Over the years, the Community Chest evolved and became more sophisticated in its approach to addressing needs. As it slowly became United Way, the biggest innovation was to develop a quantitative approach to assessing what the greatest needs are in the community, and a volunteer-based approach to making grants to address those needs. We do this cycle nowadays every three years, and this past summer over 40 volunteers spent numerous hours evaluating grant proposals from local agencies and deciding how to allocate precious dollars in those programs. They did so breaking down their work into our three broad investment areas of health – which is about 50% of the dollars we invest – education and financial stability – which each represent about 25% of the investment pool.
With today’s article I’d like to announce which agencies received those investments and broadly what focused need areas they represent. All told, the pool of funds which are being invested in these grants are $372,000 per year, and there were 20 different local agencies who are recipients. Additionally, we’ve set aside $20,500 in a separate pool for emergency needs which are unforeseen. In years past we’ve used these funds for things like helping local food pantries purchase refrigeration equipment when it’s broken down and helping Habitat for Humanity to purchase a new van for their ReStore. Basically, it’s for unanticipated costs which are important for local nonprofit operations to continue.
The first group of agencies we’ll be partnering with focuses on education and mentoring support for young learners. This group includes Girls Incorporated, the Adult Learning Center, Marguerite’s Place’s Childcare Center, the Boys and Girls Club of Greater Nashua, Nashua PAL, and Big Brothers Big Sisters of New Hampshire. These agencies dedicate tremendous effort to ensuring that the youth of our community are well educated and taken care of so that they can become productive members of society and not get left behind.
The second group of agencies focuses their work on people who have either been victims of violence or have themselves gotten onto the wrong path and need some help to get back on the right one. These include the Child Advocacy Center, Bethany Christian Services, Bridges Domestic and Sexual Violence, and the Youth Council. All these programs work together to ensure that people can survive and thrive in spite of the trauma of neglect and violence, going on to lead healthy lives.
The next group of agencies we’re partnering with are those which focus on creating self-sufficiency for families who have experienced homelessness. These are all transitional housing programs including Marguerite’s Place, Family Promise’s Annemarie House, and the Front Door Agency. The programs operated by these agencies have had extraordinary results in taking people from homelessness to independence and stability. This is especially important given the current crisis of affordable housing in our community.

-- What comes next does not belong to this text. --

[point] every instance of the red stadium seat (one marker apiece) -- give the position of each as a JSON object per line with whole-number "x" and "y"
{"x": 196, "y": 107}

The fourth group of agencies we’re partnering with all focus on health for low income people in our community. These include St. Joseph Community Services Meals on Wheels, the Greater Nashua Dental Connection, Home Health and Hospice Care, and Gateways Community Services. By partnering with these agencies we are helping to ensure that people have access to quality dental care, adult day programming for people living with dementia and traumatic brain injuries, food access and social connectedness for homebound seniors, and dignity and respect at the end of life.
The final group of agencies receiving funding include some of our fiscal agency partners like Sinfonietta Strings, which provides quality strings education to our lower income students, Grow Nashua, which helps create food access through community gardening and farming, the OGN Navigators, which helps immigrants and refugees to become connected in our community, and 211NH, which is the free and confidential referral resource that you can call to find out where to get help.
Altogether, I will often say that these 20 different agencies represent a safety net which starts at birth and goes through death. It helps to ensure that nobody falls through the cracks and, in my opinion, it embodies the heart and soul of Greater Nashua. We are proud of the work our partners do, and most especially proud of the collaborative culture we have built in our community. We know that no single agency can do it all, so partnership is key. With that said, we are grateful to the volunteers who worked to help make these decisions and the donors – you – for making it all possible. This encourages me to believe that the next 90 years will be even better than the past 90 years, because GREAT THINGS REALLY DO HAPPEN WHEN WE LIVE UNITED.
Mike Apfelberg is president of United Way of Greater Nashua.